Android FaceDetector.Face Euler Angles are 0 All the Time
Problem Description
The Android FaceDetector.Face class provides Euler angles (roll, pitch, yaw) to describe the orientation of a detected face. However, these angles often return 0 for all axes, even when the face is clearly tilted or rotated in the image.
Causes
- Limited Functionality: The Android FaceDetector API is relatively basic and may not be designed to accurately determine face orientation in all cases.
- Performance Optimization: The API might prioritize speed over accuracy, and simplifying calculations for Euler angles could be a way to achieve this.
- Image Quality: Poor lighting, blurriness, or occlusions in the image can hinder accurate face orientation detection.
Workarounds
Alternative Libraries
Consider using more sophisticated face detection and pose estimation libraries like:
- Firebase ML Kit: Provides advanced face detection with features like head pose estimation.

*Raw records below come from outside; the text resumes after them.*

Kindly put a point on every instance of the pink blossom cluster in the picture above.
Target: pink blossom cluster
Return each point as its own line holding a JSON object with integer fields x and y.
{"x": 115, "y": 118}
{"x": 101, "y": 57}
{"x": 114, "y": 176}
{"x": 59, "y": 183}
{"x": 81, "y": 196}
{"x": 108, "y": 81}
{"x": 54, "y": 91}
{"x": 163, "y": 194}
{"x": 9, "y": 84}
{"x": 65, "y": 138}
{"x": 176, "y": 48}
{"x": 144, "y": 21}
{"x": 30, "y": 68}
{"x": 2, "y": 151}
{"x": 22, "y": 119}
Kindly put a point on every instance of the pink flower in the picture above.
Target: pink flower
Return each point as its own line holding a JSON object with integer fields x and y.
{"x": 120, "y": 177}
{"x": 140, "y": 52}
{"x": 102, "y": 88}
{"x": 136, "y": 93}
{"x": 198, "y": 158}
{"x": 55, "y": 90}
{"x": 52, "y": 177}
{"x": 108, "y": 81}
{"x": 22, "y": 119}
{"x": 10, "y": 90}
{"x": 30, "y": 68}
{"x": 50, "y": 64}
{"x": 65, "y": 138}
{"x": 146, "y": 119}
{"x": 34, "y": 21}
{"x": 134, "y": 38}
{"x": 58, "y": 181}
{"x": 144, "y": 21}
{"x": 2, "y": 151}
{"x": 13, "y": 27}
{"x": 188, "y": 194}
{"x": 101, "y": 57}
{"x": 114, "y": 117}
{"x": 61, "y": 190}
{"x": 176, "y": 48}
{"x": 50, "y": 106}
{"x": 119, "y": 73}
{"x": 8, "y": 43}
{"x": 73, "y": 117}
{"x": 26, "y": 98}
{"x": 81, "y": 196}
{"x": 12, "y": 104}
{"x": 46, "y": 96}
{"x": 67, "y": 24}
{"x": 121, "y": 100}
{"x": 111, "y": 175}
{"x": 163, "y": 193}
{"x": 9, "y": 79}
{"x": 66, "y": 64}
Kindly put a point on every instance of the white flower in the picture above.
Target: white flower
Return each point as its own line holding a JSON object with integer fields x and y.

- OpenCV: A popular computer vision library with robust face detection and pose estimation algorithms.
Manual Calculation
If you need to estimate face orientation manually, you can use the following approaches:
- Landmark Positions: Analyze the relative positions of detected face landmarks (e.g., eyes, nose, mouth) to determine tilt and rotation.
- Perspective Transformation: Apply geometric transformations to the image to correct for perspective distortions and estimate face orientation.
Example Code
Android FaceDetector
import android.graphics.Bitmap; import android.graphics.Canvas; import android.graphics.Paint; import android.media.FaceDetector; // ... Bitmap bitmap = // Your image FaceDetector faceDetector = new FaceDetector.Builder(this).setTrackingEnabled(false).build(); FaceDetector.Faces faces = faceDetector.findFaces(bitmap); for (Face face : faces) { float roll = face.eulerY; // Often 0 float pitch = face.eulerX; // Often 0 float yaw = face.eulerZ; // Often 0 // ... use angles for further processing }
Firebase ML Kit
import com.google.firebase.ml.vision.FirebaseVision; import com.google.firebase.ml.vision.common.FirebaseVisionImage; import com.google.firebase.ml.vision.face.FirebaseVisionFace; import com.google.firebase.ml.vision.face.FirebaseVisionFaceDetector; import com.google.firebase.ml.vision.face.FirebaseVisionFaceDetectorOptions; // ... FirebaseVisionFaceDetectorOptions options = new FirebaseVisionFaceDetectorOptions.Builder() .setPerformanceMode(FirebaseVisionFaceDetectorOptions.PERFORMANCE_MODE_ACCURATE) .setLandmarkMode(FirebaseVisionFaceDetectorOptions.LANDMARK_MODE_ALL) .setClassificationMode(FirebaseVisionFaceDetectorOptions.CLASSIFICATION_MODE_ALL) .build(); FirebaseVisionImage image = FirebaseVisionImage.fromBitmap(bitmap); FirebaseVisionFaceDetector detector = FirebaseVision.getInstance().getVisionFaceDetector(options); detector.detectInImage(image) .addOnSuccessListener(faces -> { for (FirebaseVisionFace face : faces) { float roll = face.getHeadEulerAngleY(); // Accurate roll angle float pitch = face.getHeadEulerAngleX(); // Accurate pitch angle float yaw = face.getHeadEulerAngleZ(); // Accurate yaw angle // ... use angles for further processing } });
Conclusion
While the Android FaceDetector.Face Euler angles may not be reliable, alternative libraries and manual calculations provide better options for estimating face orientation. Consider your project’s requirements and select the approach that best suits your needs.